Ah ! C’en est trop. Seigneur, quoi qu’on puisse ordonner,
Quelque punition qui suive notre crime,
La plus dure à souffrir est la plus légitime.

De la bonté d’Esope étonnés & confus,
Nous ne pouvons tenir contre tant de vertus.

TRASIBULE.

Oui, Seigneur, de son bien avides l’un & l’autre,
C’est à lui justement qu’appartient tout le nôtre.
Vous avez fait la loi, nous y sommes soumis.

ESOPE.

Non ! Laissez-moi, Seigneur, acquerir deux amis.
Si jamais mon service eut le bien de vous plaire,
Accordez-moi, Seigneur, leur grace pour salaire :
C’est une récompense un peu forte pour moi ;
Mais un Roy doit toujours récompenser en Roi.
Par leur confusion, leurs remords, leurs allarmes,
Leur crime n’est-il pas expié ?

CRESUS.

Leur crime n’est-il pas expié ? Tu me charmes.
A remplir tes desirs je n’ai tant hésité
Que pour voir jusqu’au bout ta générosité.
Trasibule, Tirrene, Esope vous pardonne :
Et j’aime à profiter des exemples qu’il donne.

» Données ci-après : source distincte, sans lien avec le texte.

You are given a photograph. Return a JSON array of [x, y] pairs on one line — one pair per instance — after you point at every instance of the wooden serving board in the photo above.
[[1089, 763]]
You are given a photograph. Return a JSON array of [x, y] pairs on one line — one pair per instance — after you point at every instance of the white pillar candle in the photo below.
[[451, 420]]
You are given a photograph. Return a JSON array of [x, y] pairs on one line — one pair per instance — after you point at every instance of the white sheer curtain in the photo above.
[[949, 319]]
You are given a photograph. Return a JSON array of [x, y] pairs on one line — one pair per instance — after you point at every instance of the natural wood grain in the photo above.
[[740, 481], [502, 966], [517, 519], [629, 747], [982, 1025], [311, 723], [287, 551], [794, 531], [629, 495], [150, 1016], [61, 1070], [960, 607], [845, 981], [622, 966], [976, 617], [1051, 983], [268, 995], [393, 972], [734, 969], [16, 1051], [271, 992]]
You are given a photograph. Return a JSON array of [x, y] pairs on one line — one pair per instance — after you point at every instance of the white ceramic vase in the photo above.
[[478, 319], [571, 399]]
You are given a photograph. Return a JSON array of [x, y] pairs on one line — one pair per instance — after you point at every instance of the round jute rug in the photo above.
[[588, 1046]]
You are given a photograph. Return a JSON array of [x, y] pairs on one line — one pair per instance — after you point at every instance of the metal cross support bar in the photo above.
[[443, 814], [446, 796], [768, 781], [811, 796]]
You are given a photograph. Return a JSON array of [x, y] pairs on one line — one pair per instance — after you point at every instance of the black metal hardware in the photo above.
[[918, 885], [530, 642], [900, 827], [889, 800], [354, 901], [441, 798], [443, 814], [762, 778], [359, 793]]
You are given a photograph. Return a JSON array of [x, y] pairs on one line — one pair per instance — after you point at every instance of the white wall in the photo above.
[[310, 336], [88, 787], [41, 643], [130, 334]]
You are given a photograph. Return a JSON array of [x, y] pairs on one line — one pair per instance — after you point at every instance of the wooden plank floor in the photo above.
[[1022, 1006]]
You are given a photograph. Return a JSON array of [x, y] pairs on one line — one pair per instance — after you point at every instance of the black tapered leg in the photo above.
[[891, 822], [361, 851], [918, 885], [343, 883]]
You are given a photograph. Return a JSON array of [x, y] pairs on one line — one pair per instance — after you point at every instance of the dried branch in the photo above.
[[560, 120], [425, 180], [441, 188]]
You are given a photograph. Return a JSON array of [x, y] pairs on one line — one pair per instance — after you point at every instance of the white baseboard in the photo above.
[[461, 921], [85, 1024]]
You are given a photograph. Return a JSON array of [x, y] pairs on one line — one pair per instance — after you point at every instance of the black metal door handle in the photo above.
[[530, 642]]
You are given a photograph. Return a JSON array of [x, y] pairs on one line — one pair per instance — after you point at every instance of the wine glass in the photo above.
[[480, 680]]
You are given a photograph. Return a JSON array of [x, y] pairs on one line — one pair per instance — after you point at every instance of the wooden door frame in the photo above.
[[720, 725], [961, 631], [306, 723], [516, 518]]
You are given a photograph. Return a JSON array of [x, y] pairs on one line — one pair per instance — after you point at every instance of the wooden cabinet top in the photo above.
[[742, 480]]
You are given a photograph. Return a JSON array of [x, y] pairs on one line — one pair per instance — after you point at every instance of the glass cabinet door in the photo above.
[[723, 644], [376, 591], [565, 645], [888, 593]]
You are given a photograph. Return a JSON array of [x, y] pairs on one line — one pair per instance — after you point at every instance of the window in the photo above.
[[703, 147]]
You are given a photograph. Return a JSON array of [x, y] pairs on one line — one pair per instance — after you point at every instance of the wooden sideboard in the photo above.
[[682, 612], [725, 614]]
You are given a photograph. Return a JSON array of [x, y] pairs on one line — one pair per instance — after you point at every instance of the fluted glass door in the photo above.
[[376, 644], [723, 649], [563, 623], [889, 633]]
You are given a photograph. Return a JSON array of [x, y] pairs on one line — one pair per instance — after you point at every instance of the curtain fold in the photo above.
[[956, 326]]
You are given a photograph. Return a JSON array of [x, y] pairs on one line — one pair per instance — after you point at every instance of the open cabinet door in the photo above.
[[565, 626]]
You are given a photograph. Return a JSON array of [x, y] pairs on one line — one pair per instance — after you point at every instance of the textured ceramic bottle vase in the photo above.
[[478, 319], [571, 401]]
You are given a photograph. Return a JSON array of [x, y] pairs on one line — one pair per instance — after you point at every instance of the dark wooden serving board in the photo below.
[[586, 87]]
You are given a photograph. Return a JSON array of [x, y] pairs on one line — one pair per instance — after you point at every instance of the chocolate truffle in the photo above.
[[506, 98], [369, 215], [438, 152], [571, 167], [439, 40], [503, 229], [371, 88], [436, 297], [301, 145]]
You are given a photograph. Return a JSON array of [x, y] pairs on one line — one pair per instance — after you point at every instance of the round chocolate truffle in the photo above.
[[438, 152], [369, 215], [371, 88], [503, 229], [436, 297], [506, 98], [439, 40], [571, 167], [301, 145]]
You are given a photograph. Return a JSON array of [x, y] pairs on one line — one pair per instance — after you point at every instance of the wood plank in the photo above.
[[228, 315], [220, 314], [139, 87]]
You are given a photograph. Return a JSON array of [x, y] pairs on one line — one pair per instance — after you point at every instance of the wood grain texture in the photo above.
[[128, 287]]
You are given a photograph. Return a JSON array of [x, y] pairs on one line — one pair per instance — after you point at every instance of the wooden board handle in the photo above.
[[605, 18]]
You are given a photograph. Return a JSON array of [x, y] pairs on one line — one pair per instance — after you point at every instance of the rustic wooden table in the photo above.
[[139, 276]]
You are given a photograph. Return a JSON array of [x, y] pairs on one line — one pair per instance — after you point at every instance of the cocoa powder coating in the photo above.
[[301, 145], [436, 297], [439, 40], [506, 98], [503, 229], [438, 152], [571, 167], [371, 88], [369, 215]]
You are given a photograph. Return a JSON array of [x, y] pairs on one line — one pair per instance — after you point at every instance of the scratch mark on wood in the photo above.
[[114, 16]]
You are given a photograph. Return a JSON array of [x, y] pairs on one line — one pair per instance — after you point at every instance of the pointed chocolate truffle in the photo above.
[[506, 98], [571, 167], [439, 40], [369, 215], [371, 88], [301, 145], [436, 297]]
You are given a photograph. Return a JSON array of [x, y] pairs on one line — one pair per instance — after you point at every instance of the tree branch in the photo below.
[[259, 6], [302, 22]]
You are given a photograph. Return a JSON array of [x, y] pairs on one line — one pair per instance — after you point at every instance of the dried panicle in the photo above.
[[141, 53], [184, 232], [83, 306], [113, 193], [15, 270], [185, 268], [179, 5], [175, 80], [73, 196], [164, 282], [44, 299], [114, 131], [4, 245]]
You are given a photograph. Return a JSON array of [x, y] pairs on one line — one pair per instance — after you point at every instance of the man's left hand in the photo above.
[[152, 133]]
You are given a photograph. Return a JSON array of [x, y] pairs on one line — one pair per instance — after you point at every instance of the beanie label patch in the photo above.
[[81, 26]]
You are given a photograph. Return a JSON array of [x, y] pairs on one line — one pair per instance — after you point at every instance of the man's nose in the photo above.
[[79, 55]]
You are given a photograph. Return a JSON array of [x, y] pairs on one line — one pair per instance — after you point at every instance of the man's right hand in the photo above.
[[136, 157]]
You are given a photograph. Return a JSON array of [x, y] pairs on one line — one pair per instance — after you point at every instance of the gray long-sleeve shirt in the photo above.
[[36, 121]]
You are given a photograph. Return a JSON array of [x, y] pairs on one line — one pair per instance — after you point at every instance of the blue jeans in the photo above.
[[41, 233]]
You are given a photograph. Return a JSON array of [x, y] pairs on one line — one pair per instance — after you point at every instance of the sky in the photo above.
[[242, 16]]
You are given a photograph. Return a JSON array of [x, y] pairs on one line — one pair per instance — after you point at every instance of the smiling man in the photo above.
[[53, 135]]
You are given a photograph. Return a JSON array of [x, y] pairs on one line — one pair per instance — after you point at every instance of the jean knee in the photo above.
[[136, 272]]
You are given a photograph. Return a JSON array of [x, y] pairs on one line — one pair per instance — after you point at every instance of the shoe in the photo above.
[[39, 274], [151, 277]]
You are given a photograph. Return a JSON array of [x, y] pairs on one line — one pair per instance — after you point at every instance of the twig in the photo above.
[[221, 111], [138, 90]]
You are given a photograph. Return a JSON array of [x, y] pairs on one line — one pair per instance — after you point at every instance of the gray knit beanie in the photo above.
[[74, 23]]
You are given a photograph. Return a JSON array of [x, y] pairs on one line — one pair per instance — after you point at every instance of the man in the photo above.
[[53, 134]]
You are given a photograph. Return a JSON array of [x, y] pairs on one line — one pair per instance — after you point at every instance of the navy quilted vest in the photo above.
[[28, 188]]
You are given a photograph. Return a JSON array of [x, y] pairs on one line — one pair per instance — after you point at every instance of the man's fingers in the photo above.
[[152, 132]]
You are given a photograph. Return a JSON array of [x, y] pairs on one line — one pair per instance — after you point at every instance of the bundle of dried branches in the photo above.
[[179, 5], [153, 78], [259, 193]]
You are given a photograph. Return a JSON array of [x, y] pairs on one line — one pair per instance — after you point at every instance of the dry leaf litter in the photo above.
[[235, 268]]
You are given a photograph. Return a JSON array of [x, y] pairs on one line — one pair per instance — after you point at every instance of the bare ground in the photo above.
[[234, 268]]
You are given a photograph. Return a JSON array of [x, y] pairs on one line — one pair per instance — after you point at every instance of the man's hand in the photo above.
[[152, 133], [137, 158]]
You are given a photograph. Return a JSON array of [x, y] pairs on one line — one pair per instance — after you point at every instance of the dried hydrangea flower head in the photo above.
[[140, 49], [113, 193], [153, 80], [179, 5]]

Quel sujet fut jamais plus utile à son Roy ?…
à Arsinoé.
Mais de tous ses conseils le plus charmant pour moi,
Madame, c’est celui que son zéle me donne
De vous sacrifier Argie & sa Couronne :
Plus heureux d’être esclave en de si beaux liens,
Que de me voir un jour Maître des Phrygiens.

ARSINOE.

Quelle faveur pour moi qu’un pareil sacrifice !
D’Esope à qui je dois cet important service,
Faites que la fortune arrive au plus haut point.

CRESUS.

Hé ! quel bien puis-je faire à qui n’en cherche point ?
Je ne sçai qu’un plaisir que je lui puisse faire.
Comme à toute ma Cour, Rhodope a sçû lui plaire,
Et je veux que demain au même autel que nous…

ESOPE.

Nous avons, elle & moi, trop de respect pour vous :
Et le Ciel entre nous, Seigneur, met trop d’espace,

Pour oser accepter une pareille grace.
Ce seroit un orgueil inexcusable à moi
De joindre mon Hymen à celui de mon Roy.
Quelques mois de délai, loin de fâcher Rhodope…

SCENE DERNIERE.

ATIS, CRESUS, ARSINOE, ESOPE, RHODOPE,
TIRRENE, TRASIBULE, GARDES.
ATIS.

Seigneur, le peuple ému demande à voir Esope.
On répand dans Sardis des bruits confus & sourds
Que pour sa récompense on attente à ses jours.

CRESUS.

A ce peuple agité viens te faire paroître ;
Du jour de ton Hymen je te laisse le maître.
Mais pour moi c’est un terme assez long que demain.

ESOPE.

Unissez bien vos cœurs en vous donnant la main.
Puissiez-vous, tout un Siécle oubliés par les Parques,
De la faveur des Dieux sans cesse avoir des marques !
Et puissent vos enfans, aimés & crains de tous,
Voir un jour naître d’eux d’aussi grands Rois que Vous.